By now, the Ranger reinforcements had arrived in strength. Rangers poured into what was left of the airport washroom and dispatched the last two remaining PDF defenders without difficulty. From start to finish, it had taken five minutes to clear the twelve Panamanian soldiers out of the latrine.
By now, the objective was secure, but PFC Kelly and SPC Eubanks were in a bit of a state. These two young Rangers had been liberally covered in blood, brains, and gore during their close quarters fight to secure the Omar Torrijos Airfield men’s room. It was another three days before they got the opportunity to change clothes. I suspect they got to eat by themselves quite a bit during that time.
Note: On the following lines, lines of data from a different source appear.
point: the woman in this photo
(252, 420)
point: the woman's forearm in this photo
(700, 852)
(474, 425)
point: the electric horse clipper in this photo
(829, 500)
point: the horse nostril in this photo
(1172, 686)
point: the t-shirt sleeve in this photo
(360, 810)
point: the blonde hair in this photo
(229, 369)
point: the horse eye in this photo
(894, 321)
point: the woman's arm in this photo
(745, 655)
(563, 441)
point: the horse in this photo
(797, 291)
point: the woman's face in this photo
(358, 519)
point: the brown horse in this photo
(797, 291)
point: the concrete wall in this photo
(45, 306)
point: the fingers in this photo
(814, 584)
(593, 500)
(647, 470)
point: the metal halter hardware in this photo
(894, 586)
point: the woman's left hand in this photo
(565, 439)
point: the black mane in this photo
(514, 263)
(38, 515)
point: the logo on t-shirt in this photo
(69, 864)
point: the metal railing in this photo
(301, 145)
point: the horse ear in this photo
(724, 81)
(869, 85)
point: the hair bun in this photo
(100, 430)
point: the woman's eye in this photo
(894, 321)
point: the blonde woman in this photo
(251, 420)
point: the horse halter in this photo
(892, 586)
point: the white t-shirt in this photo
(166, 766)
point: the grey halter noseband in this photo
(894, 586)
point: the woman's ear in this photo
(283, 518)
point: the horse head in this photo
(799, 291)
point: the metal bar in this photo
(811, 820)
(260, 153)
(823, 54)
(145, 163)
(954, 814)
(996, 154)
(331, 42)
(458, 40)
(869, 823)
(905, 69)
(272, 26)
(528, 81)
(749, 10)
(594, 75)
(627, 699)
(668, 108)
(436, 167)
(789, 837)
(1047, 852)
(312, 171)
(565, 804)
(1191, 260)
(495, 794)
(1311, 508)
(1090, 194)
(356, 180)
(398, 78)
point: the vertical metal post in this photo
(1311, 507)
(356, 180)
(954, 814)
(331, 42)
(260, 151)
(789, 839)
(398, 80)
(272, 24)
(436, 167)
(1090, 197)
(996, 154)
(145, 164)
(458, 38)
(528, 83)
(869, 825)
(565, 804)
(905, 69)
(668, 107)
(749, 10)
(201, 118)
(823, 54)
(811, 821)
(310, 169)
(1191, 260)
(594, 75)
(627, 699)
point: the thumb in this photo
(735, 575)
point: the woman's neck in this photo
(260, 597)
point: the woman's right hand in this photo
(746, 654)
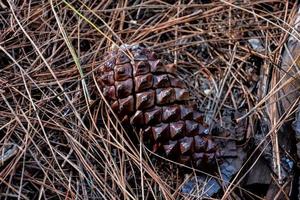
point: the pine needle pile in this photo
(59, 138)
Aftermath: D Day Success and Noriega on the Run
45 minutes after the Rangers hit Omar Torrijos Airfield, the 82D Airborne began their drop. With the runway, terminal, and tower firmly in American hands, USAF C-141 cargo planes began cycling through with troops, ammunition, and supplies. Things unfolded quickly from there.
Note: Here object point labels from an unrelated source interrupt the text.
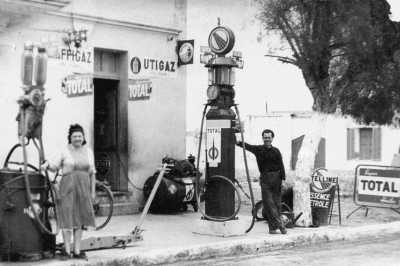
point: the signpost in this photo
(322, 195)
(376, 186)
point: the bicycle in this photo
(103, 204)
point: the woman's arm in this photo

Operation Just Cause was defined by 27 separate initial tactical objectives. US forces accomplished all 27 on D Day, 20 December. Manuel Noriega subsequently went into hiding, eventually taking refuge in the Papal Nunciatura four days later. Think of this as akin to a diplomatic embassy for the Roman Catholic church. American combat troops, as well as Delta Force operators, surrounded the facility to prevent Noriega’s escape. They flew helicopters over the compound at low level at all hours and blasted Van Halen through hastily erected loudspeakers. Ten days later, Noriega surrendered to US forces.
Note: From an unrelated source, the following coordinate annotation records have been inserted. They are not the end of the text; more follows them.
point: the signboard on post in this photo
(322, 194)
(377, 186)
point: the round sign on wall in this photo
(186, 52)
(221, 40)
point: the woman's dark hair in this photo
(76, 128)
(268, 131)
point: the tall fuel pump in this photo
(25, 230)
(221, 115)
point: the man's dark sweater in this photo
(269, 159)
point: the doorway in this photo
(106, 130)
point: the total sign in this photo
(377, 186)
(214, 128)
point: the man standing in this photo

From President to Prisoner
At the time of his capture, Noriega was said to be wearing some garish red silk underwear. These were supposedly his lucky underpants, intended to protect him from all harm. It seems they were defective. In short order, Noriega found himself in a Miami courtroom answering drug trafficking charges.

The American wheels of justice turn slowly, and the ambiguity of his status as a war criminal, a POW, an acknowledged head of state, or a garden variety drug running thug muddied the waters considerably. Eventually, the lawyers got all that sorted, and Noriega was remanded to federal prison. His status as a POW got him his own cell, his own television, and a decent set of exercise equipment.
Pineapple Face Finds Jesus
Noriega was sentenced to 40 years in prison. Once the dust settled, that 40 years condensed down to about 17. During that time, the deposed despot developed a friendship with a pair of evangelical pastors Clift Brannon and Rudy Hernandez. Noriega subsequently converted to Christianity and was baptized. I sincerely hope it took. He completed his American sentence in 2007 and was sent to France to start the process all over again.

France got a shot at him because of some money laundering thing, and Noriega was sentenced to a further seven years in jail. In 2011, the French authorities put Noriega on a plane for his home country of Panama. While in power, Manuel Noriega had done quite a lot of very bad stuff. He was subsequently sentenced to three concurrent 20 year prison sentences by the Panamanian courts.
In 2017, while still incarcerated, Noriega underwent surgery to remove a benign brain tumor. The former despot suffered a brain bleed during the procedure and died on May 29, 2017. He was 83. His body was released to his family for burial. Manuel Noriega’s dictatorship died along with him. Let’s hope he’s with Jesus today.